Enterprise computing solutions

So here’s the deal. I have 3 Dell M905, full-height blades, each with…

4 6-core Opterons (24 CPUs)
128 GB RAM
2 15K 73 GB spindles

4 1 Gig/E copper cards (Broadcom)
4 8 Gb/s Emulex Fibre channel cards

The Chassis is a Dell Blade Chassis m1000e with an 8-port Brocade fiber switch and an 8-port Cisco 3130 copper switch.

I am sharing the Chassis with about 10 Dell M610 half-height, medium load servers. I will have the only machines with access to the fibre channel cards. The rest use the copper interconnects. I can get a VLAN on the copper as needed, and most likely can ask for higher priority traffic routing on the copper.
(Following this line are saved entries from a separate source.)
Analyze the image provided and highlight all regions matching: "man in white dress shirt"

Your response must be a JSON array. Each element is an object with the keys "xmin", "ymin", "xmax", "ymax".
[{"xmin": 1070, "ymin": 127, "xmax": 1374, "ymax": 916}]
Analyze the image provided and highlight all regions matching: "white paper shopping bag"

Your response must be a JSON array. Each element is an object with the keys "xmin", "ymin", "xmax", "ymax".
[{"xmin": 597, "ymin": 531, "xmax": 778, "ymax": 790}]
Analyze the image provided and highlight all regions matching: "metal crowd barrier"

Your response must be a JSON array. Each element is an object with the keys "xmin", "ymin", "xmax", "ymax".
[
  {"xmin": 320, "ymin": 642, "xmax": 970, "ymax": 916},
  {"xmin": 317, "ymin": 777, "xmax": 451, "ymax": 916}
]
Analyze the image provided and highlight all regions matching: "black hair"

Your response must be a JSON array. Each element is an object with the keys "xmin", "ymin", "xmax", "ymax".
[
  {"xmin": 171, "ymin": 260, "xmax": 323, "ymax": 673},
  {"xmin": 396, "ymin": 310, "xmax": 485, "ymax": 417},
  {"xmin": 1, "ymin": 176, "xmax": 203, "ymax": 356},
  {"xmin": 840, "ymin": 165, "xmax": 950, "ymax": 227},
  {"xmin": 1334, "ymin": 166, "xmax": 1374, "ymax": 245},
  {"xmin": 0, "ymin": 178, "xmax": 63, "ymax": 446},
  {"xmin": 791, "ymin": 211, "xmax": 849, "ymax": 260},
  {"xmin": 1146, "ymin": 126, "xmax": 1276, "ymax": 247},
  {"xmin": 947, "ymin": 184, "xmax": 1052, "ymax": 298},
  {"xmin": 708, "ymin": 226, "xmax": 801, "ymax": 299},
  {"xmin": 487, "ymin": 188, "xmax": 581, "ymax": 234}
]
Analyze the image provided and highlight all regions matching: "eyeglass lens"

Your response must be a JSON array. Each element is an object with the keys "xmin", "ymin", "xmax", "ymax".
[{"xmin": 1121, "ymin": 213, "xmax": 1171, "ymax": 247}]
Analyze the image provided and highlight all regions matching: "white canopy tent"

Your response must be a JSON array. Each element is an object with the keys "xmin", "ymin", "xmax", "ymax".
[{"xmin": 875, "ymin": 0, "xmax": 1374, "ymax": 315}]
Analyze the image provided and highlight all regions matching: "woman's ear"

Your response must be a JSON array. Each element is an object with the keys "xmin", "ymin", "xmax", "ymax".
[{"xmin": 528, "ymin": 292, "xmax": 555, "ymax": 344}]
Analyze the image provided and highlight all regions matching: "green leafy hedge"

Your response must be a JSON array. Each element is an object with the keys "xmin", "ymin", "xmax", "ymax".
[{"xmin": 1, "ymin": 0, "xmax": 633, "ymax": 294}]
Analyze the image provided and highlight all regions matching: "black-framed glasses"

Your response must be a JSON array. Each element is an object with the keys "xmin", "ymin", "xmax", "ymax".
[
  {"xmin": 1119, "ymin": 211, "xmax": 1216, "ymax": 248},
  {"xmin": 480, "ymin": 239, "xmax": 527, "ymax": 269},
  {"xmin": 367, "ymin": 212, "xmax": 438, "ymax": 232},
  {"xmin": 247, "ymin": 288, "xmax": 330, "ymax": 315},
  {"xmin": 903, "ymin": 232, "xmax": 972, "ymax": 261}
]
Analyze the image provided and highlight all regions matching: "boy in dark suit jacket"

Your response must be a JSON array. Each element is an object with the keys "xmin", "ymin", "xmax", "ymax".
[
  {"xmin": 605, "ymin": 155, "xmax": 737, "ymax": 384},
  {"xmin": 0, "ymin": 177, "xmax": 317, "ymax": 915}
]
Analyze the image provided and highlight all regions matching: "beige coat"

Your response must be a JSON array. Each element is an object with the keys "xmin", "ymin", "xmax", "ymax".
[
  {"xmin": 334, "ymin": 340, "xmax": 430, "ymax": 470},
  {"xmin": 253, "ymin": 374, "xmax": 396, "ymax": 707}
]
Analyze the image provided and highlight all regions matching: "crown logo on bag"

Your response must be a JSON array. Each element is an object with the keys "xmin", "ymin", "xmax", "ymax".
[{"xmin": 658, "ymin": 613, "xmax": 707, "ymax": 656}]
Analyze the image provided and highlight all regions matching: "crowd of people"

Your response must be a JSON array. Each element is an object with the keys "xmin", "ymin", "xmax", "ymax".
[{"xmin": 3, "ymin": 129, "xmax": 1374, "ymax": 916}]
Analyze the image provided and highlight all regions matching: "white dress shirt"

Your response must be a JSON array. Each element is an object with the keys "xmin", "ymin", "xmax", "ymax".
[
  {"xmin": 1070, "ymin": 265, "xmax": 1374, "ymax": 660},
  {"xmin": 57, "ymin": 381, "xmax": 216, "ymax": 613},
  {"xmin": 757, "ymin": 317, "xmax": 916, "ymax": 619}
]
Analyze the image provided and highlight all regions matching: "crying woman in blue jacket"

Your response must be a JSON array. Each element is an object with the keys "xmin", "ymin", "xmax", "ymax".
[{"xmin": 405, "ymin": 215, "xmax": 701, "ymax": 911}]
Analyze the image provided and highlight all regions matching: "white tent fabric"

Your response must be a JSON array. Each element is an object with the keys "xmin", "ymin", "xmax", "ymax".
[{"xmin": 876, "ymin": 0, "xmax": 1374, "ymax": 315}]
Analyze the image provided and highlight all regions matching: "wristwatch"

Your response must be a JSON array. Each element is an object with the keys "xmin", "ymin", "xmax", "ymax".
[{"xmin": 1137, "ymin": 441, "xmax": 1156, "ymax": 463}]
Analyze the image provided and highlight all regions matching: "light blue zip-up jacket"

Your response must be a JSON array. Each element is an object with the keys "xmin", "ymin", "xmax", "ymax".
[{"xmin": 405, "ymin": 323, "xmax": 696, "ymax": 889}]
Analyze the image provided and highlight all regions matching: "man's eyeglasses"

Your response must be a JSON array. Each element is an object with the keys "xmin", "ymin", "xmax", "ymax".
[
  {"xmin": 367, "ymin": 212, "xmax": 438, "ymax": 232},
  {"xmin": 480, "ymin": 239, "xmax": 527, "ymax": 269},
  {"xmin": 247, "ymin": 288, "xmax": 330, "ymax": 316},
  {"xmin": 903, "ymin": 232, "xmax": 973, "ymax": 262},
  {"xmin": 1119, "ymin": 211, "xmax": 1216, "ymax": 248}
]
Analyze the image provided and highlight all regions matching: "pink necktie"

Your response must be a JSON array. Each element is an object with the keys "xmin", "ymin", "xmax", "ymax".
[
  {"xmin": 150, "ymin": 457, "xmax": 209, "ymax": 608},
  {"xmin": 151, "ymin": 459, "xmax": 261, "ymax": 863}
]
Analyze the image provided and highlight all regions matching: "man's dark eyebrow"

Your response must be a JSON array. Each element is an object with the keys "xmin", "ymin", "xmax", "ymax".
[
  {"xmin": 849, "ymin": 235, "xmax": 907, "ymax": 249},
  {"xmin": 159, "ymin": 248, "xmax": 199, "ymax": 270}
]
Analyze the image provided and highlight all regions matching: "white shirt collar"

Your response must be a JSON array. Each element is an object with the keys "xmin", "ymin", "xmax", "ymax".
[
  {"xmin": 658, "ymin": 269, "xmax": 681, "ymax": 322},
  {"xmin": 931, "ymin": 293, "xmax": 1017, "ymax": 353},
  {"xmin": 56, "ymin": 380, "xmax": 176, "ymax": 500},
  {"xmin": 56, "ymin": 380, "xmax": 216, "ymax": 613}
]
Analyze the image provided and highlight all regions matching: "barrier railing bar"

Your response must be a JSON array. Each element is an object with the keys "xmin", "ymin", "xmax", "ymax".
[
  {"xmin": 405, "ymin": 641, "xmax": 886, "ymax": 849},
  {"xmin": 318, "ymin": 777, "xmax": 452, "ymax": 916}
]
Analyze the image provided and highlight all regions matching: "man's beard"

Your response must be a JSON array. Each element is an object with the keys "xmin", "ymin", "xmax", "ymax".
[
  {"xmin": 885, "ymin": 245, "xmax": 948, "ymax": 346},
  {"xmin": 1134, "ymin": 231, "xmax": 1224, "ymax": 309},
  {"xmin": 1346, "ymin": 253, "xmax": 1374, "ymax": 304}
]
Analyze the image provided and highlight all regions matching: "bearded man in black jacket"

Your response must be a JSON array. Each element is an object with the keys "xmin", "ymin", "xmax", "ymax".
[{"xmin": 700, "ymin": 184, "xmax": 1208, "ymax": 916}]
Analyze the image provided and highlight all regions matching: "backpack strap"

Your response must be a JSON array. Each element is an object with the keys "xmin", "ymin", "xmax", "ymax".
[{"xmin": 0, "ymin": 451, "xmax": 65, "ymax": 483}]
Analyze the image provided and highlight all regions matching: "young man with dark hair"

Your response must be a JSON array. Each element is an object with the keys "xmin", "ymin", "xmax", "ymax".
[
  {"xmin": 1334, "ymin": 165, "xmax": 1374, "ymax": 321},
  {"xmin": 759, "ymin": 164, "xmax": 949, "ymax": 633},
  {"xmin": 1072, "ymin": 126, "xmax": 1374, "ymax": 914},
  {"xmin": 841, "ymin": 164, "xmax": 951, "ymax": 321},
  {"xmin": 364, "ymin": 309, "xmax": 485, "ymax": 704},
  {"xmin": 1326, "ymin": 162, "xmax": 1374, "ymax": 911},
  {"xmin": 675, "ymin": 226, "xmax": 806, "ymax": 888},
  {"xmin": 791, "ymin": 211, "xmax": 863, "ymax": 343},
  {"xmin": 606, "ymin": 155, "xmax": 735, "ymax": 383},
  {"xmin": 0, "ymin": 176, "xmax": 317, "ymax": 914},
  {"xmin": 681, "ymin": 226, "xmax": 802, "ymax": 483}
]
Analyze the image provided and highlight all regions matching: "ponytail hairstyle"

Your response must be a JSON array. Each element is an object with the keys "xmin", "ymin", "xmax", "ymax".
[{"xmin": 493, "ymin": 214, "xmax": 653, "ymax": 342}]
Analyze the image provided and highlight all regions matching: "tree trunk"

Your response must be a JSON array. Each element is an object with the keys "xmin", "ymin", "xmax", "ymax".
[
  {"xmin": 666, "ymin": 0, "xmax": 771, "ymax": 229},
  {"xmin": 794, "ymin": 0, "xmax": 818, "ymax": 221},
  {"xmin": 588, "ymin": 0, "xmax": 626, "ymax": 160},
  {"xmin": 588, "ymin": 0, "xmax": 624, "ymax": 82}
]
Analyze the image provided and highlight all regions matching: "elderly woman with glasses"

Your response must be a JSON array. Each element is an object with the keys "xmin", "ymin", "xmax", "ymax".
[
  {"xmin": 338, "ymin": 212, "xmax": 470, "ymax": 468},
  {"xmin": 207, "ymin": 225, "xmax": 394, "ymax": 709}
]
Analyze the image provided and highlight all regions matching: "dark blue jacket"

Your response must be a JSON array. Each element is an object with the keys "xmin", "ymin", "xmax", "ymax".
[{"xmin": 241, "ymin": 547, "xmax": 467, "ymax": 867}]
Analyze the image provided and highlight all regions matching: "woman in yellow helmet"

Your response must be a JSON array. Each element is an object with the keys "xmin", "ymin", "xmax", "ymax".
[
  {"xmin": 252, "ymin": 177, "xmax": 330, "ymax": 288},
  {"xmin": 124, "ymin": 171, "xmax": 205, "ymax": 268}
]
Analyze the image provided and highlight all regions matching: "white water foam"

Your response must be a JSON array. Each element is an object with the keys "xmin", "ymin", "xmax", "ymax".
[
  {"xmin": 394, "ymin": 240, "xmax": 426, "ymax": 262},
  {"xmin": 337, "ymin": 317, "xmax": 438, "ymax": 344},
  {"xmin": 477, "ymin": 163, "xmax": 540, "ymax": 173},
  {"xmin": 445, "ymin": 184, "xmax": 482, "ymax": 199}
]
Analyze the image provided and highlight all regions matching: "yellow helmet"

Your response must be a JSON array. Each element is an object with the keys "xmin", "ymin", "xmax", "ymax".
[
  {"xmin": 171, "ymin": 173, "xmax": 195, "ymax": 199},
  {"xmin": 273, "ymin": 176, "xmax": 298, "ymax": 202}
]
SAN backend with EMC Clariion, 2 trays of disks, 15 15K 300 GB spindles each.

Must be able to cluster the three machines for high availability. I would prefer an active/active/active (scalable) cluster config, but would consider failover if the right argument can be made.

I have the choice of using any HA/Clustering operating system that will install on these M905’s, so long as

  1. a support contract can be bought for the OS (the manager requires this)
  2. all devices are supported with minimal fuss by installer (with minimal repackaging, as needed)
  3. it can export NFS shares and Samba (I would do straight NFS, but there are non-Windows 7 desktops still in use)

So far, I have

  1. one person recommending to use RedHat 5.5 with GFS2, clvmd and a lump of SAN presented to the cluster for use.
  2. one person recommending Solaris 10 10/9 with ZFS and forcing one LUN per disk/JBOD presentation from the SAN.
  3. A third, more “introspective” party told me to contract it out and have someone to blame when it does not work (not an option).

I need to support 1000+ users (> 250 concurrent on average) of NFS and Samba (it’s literally just an HA/Cluster for file sharing, no web servers or applications/DBs/etc.)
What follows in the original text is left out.